How Watchmakers Are Dealing With Soaring Gold Prices

Soaring gold prices — now topping $4,600 per ounce — are squeezing Swiss watchmakers already grappling with tariffs and soft demand as consumers increasingly hold back on major luxury purchases. Brands are left with two options: raise prices and pass on costs, or absorb the impact through thinner margins. Breitling is choosing the latter, according to CEO Georges Kern. “You just have to deal with it — it’s like with the tariffs: you cannot transfer the price onto the consumer,” he said, echoing Richemont chairman Johann Rupert’s long-standing caution against excessive price hikes. Still, heavyweights including Rolex, Patek Philippe and Omega have pushed through increases, while independents like H. Moser & Cie. are delaying gold purchases and drawing on inventory bought more than two years ago.
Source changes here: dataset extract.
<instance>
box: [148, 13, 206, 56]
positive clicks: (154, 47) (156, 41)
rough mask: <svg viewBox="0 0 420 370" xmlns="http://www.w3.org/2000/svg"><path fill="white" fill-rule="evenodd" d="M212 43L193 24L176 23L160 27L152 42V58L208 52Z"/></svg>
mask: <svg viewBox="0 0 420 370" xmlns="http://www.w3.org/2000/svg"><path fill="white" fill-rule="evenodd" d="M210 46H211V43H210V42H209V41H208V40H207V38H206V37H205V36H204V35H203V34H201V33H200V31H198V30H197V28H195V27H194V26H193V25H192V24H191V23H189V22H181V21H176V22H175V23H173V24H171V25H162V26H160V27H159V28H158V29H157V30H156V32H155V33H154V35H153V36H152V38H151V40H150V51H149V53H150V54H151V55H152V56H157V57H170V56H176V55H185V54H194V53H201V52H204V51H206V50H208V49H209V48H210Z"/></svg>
Some retailers remain unfazed: “If people really want a gold watch, they know this is the price,” said Brian Duffy, CEO of Watches of Switzerland, adding that “the threat from tariffs was greater — gold is easier to explain because people see it as further evidence of value appreciation.” But Kern warns that only a handful of brands have the pricing power to sustain higher prices, noting that “you need brand image to support that price.” As a result, techniques like “l’or allégé,” or lightened gold, and alternative materials inspired by Richard Mille’s ultra-light watches in titanium, ceramic and carbon-gold blends are gaining attention — though for most brands, such a move may risk clashing with traditional luxury values.